Tijdens het laatste uur van zijn zes uur durende toespraak concentreerde Choate zich op de kwestie van somnambulisme, waarbij hij benadrukte dat 12 getuigen zonder twijfel of onwettig hadden getuigd van de vreemde toestand van zijn cliënt. "Somnambulisme verklaart ... het doden zonder motief, " betoogde hij. "Moord met voorbedachten rade niet." Hier benaderde hij de jury en liet zijn stem zakken. De rechtszaal zweeg. "In het oude Rome, " concludeerde hij, "was het altijd een gewoonte om hem een burgerkrans te schenken die het leven van een burger redde; een krans waarop alle lauweren van Caesar slechts onkruid waren. Doe vandaag je plicht en misschien verdien je die krans. '
De jury heeft twee uur beraadslaagd en een niet-schuldig oordeel uitgesproken. Toeschouwers kwamen overeind en applaudisseerden terwijl Albert Tirrell begon te snikken, zijn eerste uiting van emotie tijdens de beproeving. Nadien hij stuurde een brief aan Rufus Choate waarin hij de advocaat vroeg de helft van zijn juridische kosten terug te betalen, op grond dat het te gemakkelijk was geweest om de jury van zijn onschuld te overtuigen.
bronnen:
Boeken: Daniel A. Cohen, Pillars of Salt, Monuments of Grace: New England Crime Literature and the Origins of American Popular Culture, 1674-1860 . New York: Oxford University Press, 1993; Silas Estabrook, The Life and Death of Mrs. Maria Bickford . Boston, 1846; Silas Estabrook, Eccentricities and Anecdotes of Albert John Tirrell . Boston, 1846; Edward Griffin Parker, Reminiscences of Rufus Choate: the Great American Advocate . New York: Mason Brothers, 1860; Barbara Meil Hobson, Uneasy Virtue: The Politics of Prostitution and the American Reform Tradition . Chicago: University of Chicago Press, 1990.

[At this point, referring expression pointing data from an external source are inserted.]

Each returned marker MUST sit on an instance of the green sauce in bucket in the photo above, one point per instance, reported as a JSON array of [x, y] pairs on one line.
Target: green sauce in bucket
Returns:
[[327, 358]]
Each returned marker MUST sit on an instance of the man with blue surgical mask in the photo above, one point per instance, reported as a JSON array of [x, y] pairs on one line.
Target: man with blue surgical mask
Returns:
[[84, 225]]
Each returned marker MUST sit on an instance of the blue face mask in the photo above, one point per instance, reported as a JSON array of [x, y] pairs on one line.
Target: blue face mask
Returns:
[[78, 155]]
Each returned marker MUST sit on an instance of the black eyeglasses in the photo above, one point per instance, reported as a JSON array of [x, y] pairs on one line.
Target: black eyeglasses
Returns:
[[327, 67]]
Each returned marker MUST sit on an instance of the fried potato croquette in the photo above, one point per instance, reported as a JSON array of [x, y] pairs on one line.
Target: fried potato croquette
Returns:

Artikelen: "Parker's Reminiscences of Rufus Choate." The Albany Law Journal, 2 juli 1870 ; "Proces van Albert John Tirrell." Vriend van de gevangene, 1 april 1846; 'Somnambulism.' Prisoner's Friend, 9 september 1846; "Voortzetting van het proces van Tirrell." De New York Herald, 27 maart 1846; "Eminente wettelijke rechten." Boston Daily Globe, 27 augustus 1888; "In de rechtszaal met Rufus Choate." Californiër, december 1880; Vol. II, nr. 12; "Een korte schets van het leven van Mary A. Bickford." Vriend van de gevangene, 17 december 1845; "Arrestatie van Albert J. Tirrell." Boston Cultivator, 27 december 1845; "Rufus Choate en zijn lange zinnen." New York Times, 15 september 1900.